Scheme 1 Synthetic pathway to prepare RCNDs.

Fig. 2 (a) HRTEM image (left) and SAED pattern (right) of RCNDs; (b) HRTEM (left) and AFM images (right) of RCND–TEG–FA; (c) FTIR spectra of RCNDs, FA ligand and RCND–TEG–FA; (d) TGA of RCNDs and RCND–TEG–FA; and (e) XPS spectra of survey and (f) high resolution C1s for RCND–TEG–FA.

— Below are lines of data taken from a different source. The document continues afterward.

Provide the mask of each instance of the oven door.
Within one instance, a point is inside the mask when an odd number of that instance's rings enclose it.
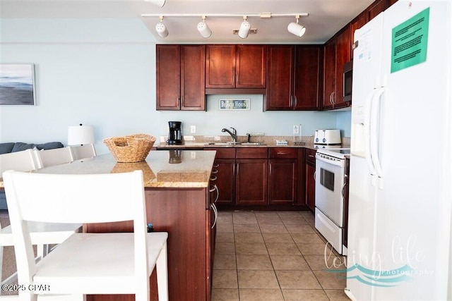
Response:
[[[343,227],[345,160],[331,161],[316,156],[316,207]]]

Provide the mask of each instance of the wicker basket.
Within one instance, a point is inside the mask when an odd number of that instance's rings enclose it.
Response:
[[[135,134],[104,139],[104,143],[117,162],[140,162],[148,156],[155,137],[145,134]]]

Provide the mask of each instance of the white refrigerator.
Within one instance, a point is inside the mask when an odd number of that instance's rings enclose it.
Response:
[[[399,0],[355,33],[352,300],[452,300],[451,2]]]

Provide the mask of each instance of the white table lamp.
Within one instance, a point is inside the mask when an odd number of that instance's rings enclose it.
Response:
[[[94,144],[94,130],[91,125],[71,125],[68,127],[68,145]]]

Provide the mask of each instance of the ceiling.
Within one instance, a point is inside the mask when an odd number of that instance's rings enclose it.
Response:
[[[0,0],[0,17],[20,18],[139,18],[159,43],[235,43],[235,44],[323,44],[374,0],[166,0],[160,8],[144,0]],[[257,34],[241,39],[232,34],[243,20],[243,15],[261,13],[292,14],[292,16],[248,18]],[[300,17],[306,27],[304,36],[287,32],[287,25]],[[155,16],[143,17],[143,14]],[[196,16],[172,17],[168,14]],[[209,14],[237,14],[236,17],[214,17]],[[155,32],[158,16],[163,16],[169,35],[160,37]],[[203,38],[196,25],[206,16],[212,30]]]

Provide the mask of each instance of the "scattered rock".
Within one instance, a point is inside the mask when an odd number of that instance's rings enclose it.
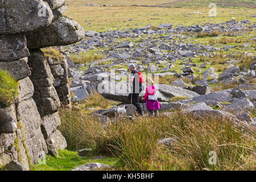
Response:
[[[98,163],[88,163],[83,166],[77,167],[71,171],[94,171],[98,169],[109,169],[109,166]]]

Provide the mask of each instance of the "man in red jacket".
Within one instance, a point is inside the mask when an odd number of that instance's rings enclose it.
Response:
[[[142,82],[143,81],[143,77],[140,76],[141,73],[135,69],[134,64],[130,64],[129,67],[131,72],[131,81],[133,83],[133,88],[131,88],[131,93],[129,95],[128,97],[131,100],[131,95],[132,97],[133,104],[137,108],[137,111],[141,115],[143,115],[142,109],[139,103],[139,93],[142,90]]]

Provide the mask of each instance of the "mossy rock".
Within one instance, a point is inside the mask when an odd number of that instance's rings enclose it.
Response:
[[[13,104],[18,95],[18,82],[5,70],[0,70],[0,106]]]

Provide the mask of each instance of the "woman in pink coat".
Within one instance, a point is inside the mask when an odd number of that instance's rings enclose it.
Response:
[[[151,116],[153,116],[154,112],[155,113],[155,116],[157,116],[158,115],[158,110],[161,108],[161,105],[158,101],[156,94],[156,87],[154,84],[153,80],[148,77],[147,78],[144,100],[146,101],[146,107]]]

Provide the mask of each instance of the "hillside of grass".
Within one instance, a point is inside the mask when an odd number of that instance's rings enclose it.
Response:
[[[256,169],[255,132],[246,124],[196,119],[179,111],[171,117],[113,118],[116,122],[105,127],[82,112],[63,110],[61,117],[60,129],[68,146],[90,147],[94,155],[110,156],[116,170]],[[169,146],[158,143],[171,137],[179,141]],[[209,162],[211,151],[217,156],[214,165]]]
[[[81,0],[67,0],[68,3],[79,5]],[[254,0],[89,0],[86,3],[94,5],[114,6],[207,6],[210,3],[220,6],[253,7],[255,5]]]
[[[76,3],[67,1],[68,6],[65,15],[79,23],[85,31],[93,30],[98,32],[104,32],[110,29],[136,28],[148,24],[158,26],[162,23],[172,23],[174,26],[220,23],[230,20],[232,17],[236,20],[249,19],[253,22],[255,20],[251,16],[256,14],[255,9],[217,6],[217,16],[209,17],[210,9],[208,5],[203,7],[181,6],[180,8],[97,7],[85,6],[82,1],[75,2]],[[195,11],[200,11],[202,15],[194,14]]]

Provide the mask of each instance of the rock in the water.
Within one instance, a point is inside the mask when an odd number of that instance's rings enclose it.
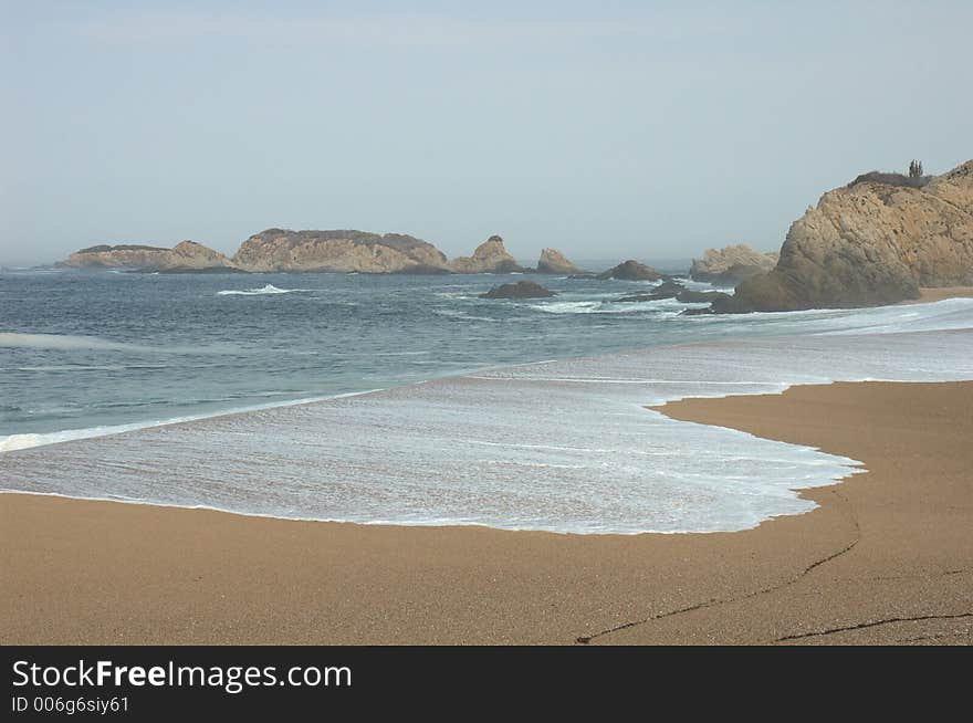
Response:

It is widely recognized that the hydrothermal technology is a powerful protocol to prepare nanomaterials.^32,33 The hydrothermal treatment is an easy way to transform different conjugated polymers into small-size carbon nanodots endowed with different types of functional groups. The abundant oxygenated groups present on their surface allow a wide range of reactions for the post-modification of CNDs. However, the use of conjugated polymers as precursors to prepare RCNDs with specific functional groups is still not completely understood and fully explored. Here, we attempted to explore tailored RCNDs for biomedical applications.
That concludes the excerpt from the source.